Another challenging arm balancing pose that opens up the hips, stretches your glutes, strengthens your core and lets you fly! Achieving this pose will build self-confidence and help you overcome your fears and limitations.

Yoga Collective - Flying Pigeon -Eka Pada Galavasana


Step 1

Start in Tadasana.

Step 2

Place your right ankle just above your left knee. Right knee is now pointing to the right, hips are square. Keep the right foot flexed.

Step 3

Start bending your left knee, sitting back into a chair variation.

Step 4

Lean forward and place your hands on the floor in front of you, shoulder distance apart and fingers spread wide to get a good grip on the mat.

Step 5

Bend the elbows and ensure they stay right over your wrists. Gaze slightly in front of you.

Step 6

Place the top of the right shin (just below the right knee) on top of your right triceps. Hook the left triceps with the right foot and toes.

Step 7

Shift the weight into your hands and pull your navel up towards your spine to activate your core.

Step 8

When you feel you have control in your hands start to lift up your left foot bringing the heel up towards your seat.

Step 9

Keep your left toes pointed and start straightening the left leg out. You want to try to keep neck-hip-left leg alignment. Your Drishti remains slightly in front of you.

Step 10

To get out of the pose bring the left knee back in and drop the foot down OR push into your hands, release the right leg and jump back into Chaturanga. Come into Child’s pose and rest for a few breaths.
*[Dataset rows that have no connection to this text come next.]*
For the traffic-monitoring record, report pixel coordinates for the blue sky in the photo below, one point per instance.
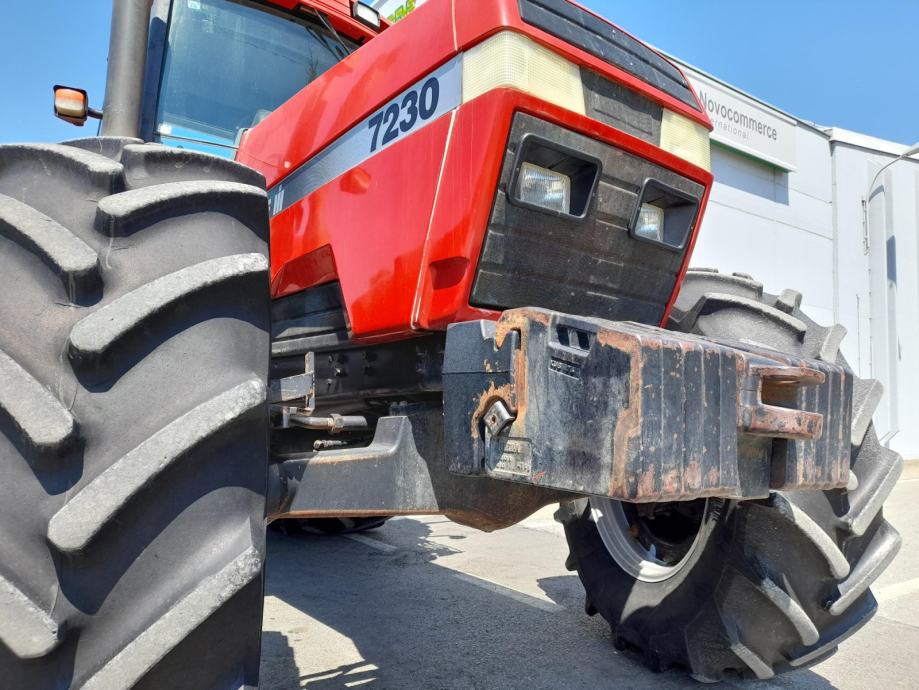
(849, 63)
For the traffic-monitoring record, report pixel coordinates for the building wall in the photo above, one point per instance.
(879, 288)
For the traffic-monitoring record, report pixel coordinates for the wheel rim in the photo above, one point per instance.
(636, 549)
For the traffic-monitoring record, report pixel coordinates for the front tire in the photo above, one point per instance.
(767, 586)
(134, 353)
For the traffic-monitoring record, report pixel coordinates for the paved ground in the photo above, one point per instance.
(425, 603)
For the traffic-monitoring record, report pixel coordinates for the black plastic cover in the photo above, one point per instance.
(592, 34)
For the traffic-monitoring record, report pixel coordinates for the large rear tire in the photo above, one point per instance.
(759, 587)
(134, 347)
(328, 527)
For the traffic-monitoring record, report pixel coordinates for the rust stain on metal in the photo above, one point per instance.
(628, 424)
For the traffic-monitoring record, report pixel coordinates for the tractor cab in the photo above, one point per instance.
(215, 68)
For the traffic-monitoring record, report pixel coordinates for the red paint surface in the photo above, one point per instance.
(403, 232)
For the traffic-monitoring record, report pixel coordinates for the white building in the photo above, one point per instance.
(787, 208)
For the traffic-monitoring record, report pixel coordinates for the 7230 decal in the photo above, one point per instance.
(398, 118)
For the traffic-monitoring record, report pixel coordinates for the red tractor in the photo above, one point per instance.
(477, 304)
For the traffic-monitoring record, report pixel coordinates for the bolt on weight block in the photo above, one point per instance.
(638, 413)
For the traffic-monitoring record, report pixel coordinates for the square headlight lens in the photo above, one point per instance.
(544, 188)
(650, 223)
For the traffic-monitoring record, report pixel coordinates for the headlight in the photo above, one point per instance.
(665, 215)
(650, 223)
(511, 60)
(687, 139)
(544, 188)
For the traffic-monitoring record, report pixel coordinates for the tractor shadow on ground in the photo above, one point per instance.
(342, 614)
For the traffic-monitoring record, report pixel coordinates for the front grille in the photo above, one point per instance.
(622, 108)
(591, 267)
(590, 33)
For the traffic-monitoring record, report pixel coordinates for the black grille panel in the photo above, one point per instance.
(591, 267)
(590, 33)
(622, 108)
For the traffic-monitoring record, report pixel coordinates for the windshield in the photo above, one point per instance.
(228, 65)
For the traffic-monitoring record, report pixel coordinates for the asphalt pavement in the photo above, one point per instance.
(425, 603)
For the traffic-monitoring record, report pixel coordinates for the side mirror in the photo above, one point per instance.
(72, 105)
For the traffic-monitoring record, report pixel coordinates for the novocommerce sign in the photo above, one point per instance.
(745, 124)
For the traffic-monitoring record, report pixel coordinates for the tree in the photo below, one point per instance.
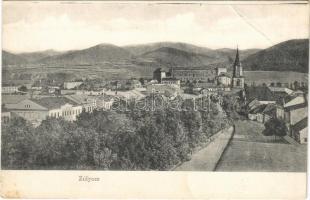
(17, 141)
(275, 127)
(23, 88)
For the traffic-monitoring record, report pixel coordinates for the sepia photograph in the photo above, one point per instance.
(146, 86)
(127, 99)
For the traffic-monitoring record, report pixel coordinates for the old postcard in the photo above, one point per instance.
(131, 99)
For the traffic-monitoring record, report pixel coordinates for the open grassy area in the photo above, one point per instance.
(249, 150)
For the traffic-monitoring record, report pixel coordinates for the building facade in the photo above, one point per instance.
(193, 74)
(238, 78)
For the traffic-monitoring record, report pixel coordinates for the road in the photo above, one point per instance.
(249, 150)
(207, 158)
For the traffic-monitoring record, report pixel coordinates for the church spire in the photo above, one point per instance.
(237, 65)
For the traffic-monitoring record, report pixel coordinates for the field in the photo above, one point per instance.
(267, 77)
(249, 150)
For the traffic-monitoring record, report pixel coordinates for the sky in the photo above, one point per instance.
(38, 26)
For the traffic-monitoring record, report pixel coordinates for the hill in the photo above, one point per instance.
(144, 48)
(93, 55)
(291, 55)
(12, 59)
(231, 53)
(168, 56)
(200, 55)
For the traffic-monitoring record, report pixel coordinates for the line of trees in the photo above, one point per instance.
(114, 140)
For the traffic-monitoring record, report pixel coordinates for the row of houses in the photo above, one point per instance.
(281, 103)
(35, 110)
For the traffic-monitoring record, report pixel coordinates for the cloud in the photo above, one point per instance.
(81, 26)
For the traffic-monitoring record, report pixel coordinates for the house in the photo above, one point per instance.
(253, 104)
(269, 112)
(224, 79)
(88, 103)
(171, 81)
(71, 85)
(104, 102)
(256, 114)
(9, 89)
(37, 110)
(5, 116)
(193, 74)
(295, 109)
(300, 131)
(167, 90)
(261, 93)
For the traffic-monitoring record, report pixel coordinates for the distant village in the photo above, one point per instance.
(42, 99)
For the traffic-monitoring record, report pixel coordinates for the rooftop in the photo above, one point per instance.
(53, 102)
(301, 124)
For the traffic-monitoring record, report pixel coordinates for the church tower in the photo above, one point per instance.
(238, 78)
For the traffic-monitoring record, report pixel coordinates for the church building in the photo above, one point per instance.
(238, 78)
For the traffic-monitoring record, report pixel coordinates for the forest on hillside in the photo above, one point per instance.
(130, 139)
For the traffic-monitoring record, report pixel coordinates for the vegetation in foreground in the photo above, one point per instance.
(111, 140)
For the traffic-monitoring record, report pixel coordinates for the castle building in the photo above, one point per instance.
(159, 74)
(238, 78)
(193, 74)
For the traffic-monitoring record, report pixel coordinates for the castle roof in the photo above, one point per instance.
(237, 65)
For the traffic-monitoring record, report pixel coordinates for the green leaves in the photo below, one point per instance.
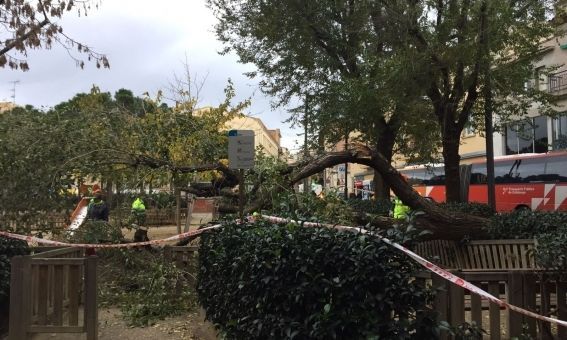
(264, 281)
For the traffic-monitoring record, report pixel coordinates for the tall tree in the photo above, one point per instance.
(375, 62)
(27, 25)
(449, 44)
(339, 53)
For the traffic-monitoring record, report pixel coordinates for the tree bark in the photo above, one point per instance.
(443, 224)
(385, 147)
(451, 157)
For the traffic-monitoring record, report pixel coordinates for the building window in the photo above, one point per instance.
(560, 132)
(527, 136)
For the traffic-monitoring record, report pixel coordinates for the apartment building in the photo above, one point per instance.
(266, 139)
(535, 133)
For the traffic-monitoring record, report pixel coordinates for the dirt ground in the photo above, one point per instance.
(112, 326)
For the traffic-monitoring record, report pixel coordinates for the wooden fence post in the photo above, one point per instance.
(91, 312)
(20, 303)
(515, 297)
(561, 308)
(178, 209)
(441, 302)
(456, 304)
(494, 311)
(190, 202)
(529, 286)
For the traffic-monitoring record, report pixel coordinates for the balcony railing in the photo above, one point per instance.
(557, 82)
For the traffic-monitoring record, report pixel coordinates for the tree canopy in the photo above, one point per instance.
(393, 70)
(97, 136)
(26, 25)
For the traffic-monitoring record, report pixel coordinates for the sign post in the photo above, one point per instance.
(241, 156)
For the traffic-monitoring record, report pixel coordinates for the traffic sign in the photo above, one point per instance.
(241, 149)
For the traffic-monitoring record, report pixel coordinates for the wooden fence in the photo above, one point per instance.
(482, 255)
(536, 292)
(47, 290)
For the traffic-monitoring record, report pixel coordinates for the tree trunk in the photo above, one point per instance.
(385, 147)
(451, 157)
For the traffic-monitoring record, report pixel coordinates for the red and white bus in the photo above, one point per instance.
(523, 181)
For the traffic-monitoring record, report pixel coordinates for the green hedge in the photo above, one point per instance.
(525, 224)
(477, 209)
(265, 281)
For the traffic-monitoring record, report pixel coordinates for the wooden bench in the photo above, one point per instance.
(485, 255)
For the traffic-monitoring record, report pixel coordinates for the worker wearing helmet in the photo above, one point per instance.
(97, 209)
(139, 211)
(400, 209)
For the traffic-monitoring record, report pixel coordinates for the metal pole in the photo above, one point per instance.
(305, 141)
(241, 194)
(346, 168)
(488, 118)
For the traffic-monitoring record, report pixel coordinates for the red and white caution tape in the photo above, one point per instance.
(33, 239)
(431, 267)
(425, 263)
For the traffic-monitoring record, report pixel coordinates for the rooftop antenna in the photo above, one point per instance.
(13, 96)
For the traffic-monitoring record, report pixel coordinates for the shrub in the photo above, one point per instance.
(95, 232)
(525, 224)
(265, 281)
(477, 209)
(551, 251)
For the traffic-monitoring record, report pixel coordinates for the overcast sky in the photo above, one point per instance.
(146, 42)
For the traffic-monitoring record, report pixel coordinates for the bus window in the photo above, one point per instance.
(434, 176)
(529, 171)
(478, 174)
(504, 172)
(414, 177)
(556, 170)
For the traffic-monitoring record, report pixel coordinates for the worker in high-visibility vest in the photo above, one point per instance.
(400, 209)
(139, 211)
(139, 216)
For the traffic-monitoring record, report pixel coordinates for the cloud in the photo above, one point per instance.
(146, 44)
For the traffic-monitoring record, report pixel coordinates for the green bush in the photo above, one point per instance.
(551, 251)
(8, 249)
(265, 281)
(477, 209)
(525, 224)
(95, 232)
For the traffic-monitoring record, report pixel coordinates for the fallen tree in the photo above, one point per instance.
(442, 223)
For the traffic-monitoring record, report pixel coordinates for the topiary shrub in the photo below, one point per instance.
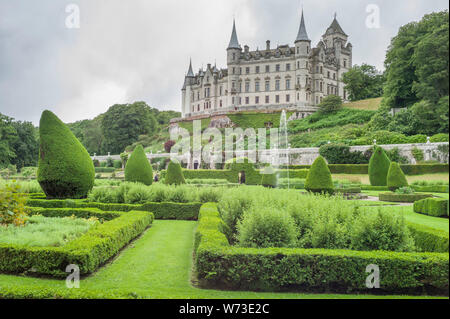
(138, 168)
(269, 177)
(65, 167)
(319, 178)
(378, 167)
(396, 179)
(174, 174)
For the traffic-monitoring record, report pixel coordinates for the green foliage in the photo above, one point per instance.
(88, 251)
(341, 154)
(395, 177)
(319, 177)
(265, 227)
(378, 168)
(174, 175)
(44, 231)
(269, 177)
(217, 263)
(402, 198)
(123, 123)
(437, 207)
(330, 104)
(12, 206)
(363, 82)
(138, 168)
(65, 167)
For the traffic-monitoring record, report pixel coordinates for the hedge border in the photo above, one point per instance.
(88, 251)
(402, 198)
(277, 269)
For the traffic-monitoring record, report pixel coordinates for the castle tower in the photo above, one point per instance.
(187, 92)
(233, 60)
(302, 50)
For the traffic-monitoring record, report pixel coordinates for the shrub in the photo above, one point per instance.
(402, 198)
(381, 231)
(319, 177)
(265, 227)
(395, 177)
(437, 207)
(269, 177)
(138, 168)
(65, 167)
(174, 175)
(378, 168)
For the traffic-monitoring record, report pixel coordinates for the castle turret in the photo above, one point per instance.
(302, 49)
(233, 60)
(186, 91)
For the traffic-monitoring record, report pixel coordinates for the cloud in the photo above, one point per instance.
(135, 50)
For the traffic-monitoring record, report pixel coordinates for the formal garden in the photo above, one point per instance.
(243, 231)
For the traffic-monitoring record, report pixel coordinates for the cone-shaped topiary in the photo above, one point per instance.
(396, 178)
(174, 175)
(269, 177)
(138, 168)
(378, 167)
(65, 167)
(319, 178)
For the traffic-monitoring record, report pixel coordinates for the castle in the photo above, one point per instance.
(293, 78)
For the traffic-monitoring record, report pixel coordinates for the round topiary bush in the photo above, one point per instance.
(396, 178)
(319, 178)
(174, 174)
(269, 177)
(138, 168)
(65, 167)
(378, 167)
Change side.


If you feel this pose in your wrists you can, to reduce pressure, roll up a mat and place the palm of the hands on the mat and the fingers on the floor.

If elbows fall out to the sides, wider than your hands/shoulders, you can tighten a strap around your arms just over your elbows to keep them together.

If you fear of falling over place a pillow below your head.


  • Strengthens core, wrists, arms and shoulders.
  • Opens up the hips, inner thighs and stretches the glutes.
  • Improves balance.
  • Builds self-confidence and helps overcoming fears and limitations



  • Avoid this pose if you suffer from wrist, elbow or shoulder injuries.
  • You might want to avoid this pose if you feel discomfort and suffer from sciatica, spondylitis or other back/disc problems as the spine is slightly rounded.